By RALPH BARTHOLDT
Allen Scott is a map guy.
He likes the feel of the paper under his finger as he follows a contour line on a topographic map. Lines bunched together show steep terrain. He knows that. When he sees lines that spread apart like pages falling open in a book, his mind holds a picture of forested glades, meadows and benches.
Those far apart lines represent places where walking is probably easier, and a hiker can kick back in the shade of trees and crack a lunch.
Scott, who owns North Idaho Blueprint, began selling topographical maps at his store 30 years ago.
“We used to hunt a lot,” his son, Brett, said. “There was no place in town that carried them.”
Nowadays the maps, which come in a couple different sizes, cost about $12. And despite a plethora of GPS-based products on the market or available as apps on a smartphone, Scott’s North Fourth Street shop still sells a bunch of paper maps.
“They are not as popular as they used to be, but we do sell a lot of them,” Allen Scott said.
Topp maps are a good option for boots on the ground, but anyone interested in familiarizing themselves with the 5,000 square miles of public land in the Panhandle should consider visiting a local ranger district.
The Fernan Ranger Station on the 2500 block of East Sherman Avenue has more than a dozen free maps, including the district’s motor vehicle use map — a behemoth depiction that is glossy white and almost the size of a tablecloth. It was updated in 2015 and shows the spiderweb system of roads on the state’s federal land.
The forest map for the Kaniksu, Coeur d’Alene and St. Joe is the same size, multicolored and includes Idaho Department of Fish and Game hunting unit boundaries, trailheads, points of interest and land ownership. Between its accordion folds lie myriad motorized and nonmotorized roads and trails. It plots elevations, creeks, peaks and campgrounds.
“If there’s a better map, I want to know about it,” said Kimberly Davis, who works at the ranger station.

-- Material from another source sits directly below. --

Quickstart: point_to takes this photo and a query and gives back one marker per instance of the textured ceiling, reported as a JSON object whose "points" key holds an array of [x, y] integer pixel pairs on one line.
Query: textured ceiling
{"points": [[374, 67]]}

Roger Phillips, IDFG spokesperson, knows the security that’s kindled by a good map. For Phillips, maps are as important in the woods as good boots.
“I’m a map nerd,” he said.
A detailed, updated, fold-in-your-pocket map is functional, Phillips said. And it usually won’t let you down.
“The batteries will never go dead on a map,” he said.
When he decides to visit new country, however, it isn’t always paper that Phillips turns to. He uses the IDFG Hunt Planner on the department website.
“You can tell it what to do,” he said.
The planner shows boundaries, hunt units, contour lines and zooms in to specific drainages, creek bottoms or road systems. It’s utilitarian for hunters and hikers in the state’s ample backcountry.
“It’s a really good tool,” he said.
The maps on the website can be printed, sprayed with waterproofing or stuffed into a ziplock bag and carried into the field.
The department’s planner can be accessed on a cell phone along with commercial GPS products. Their main value, he said, is to assure you don’t cross boundaries, and, in a pinch, to make sure you return safely to your vehicle.
Because of their accuracy, the IDFG product can make sure you stay within a controlled hunt unit.
“I’ll know that if I’m 10 yards from the unit boundary, everything to the right of me is in play, and everything to the left of me is out of play.”
Battery life, however, can be a problem with a GPS unit or a cellphone app.
“They eat batteries really fast,” he said.
And whether a hiker or hunter uses paper or electronic, knowing a map’s shortcomings is just as important as using its advantages. Maps in a scale of 1:100,000 can show routes in and out of the forest and provide enough detail for road travel, but a hiker needs what is called a 7 1/2 minute map. It scales down to 1:24,000, in which one inch equals 2,000 feet.
A lot of maps sold commercially are not updated regularly, or they may use inaccurate scales. It’s best to use a map designed for whatever purpose you have in mind.
“Every map has its weakness,” Phillips said.
Allen tends to stay away from smartphones to map a ground plan.
”It’s nice to have a hard copy,” he said.
Pulling out a map and plotting destinations in the woods, routes that take you there and that will get you back out, highlighting landmarks and nearby waterways, is what captivates many map aficionados.
“It’s kind of fun to look at a map and see where you were, and where you are,” he said. “It’s a good tool for getting in and out of the woods.”
Topo maps can also be downloaded at the USGS website. Scott’s shop prints them on waterproof Tyvek.
“It’s basically indestructible,” he said.
Forest Service PDF maps can also be downloaded at www.avenzamaps.com.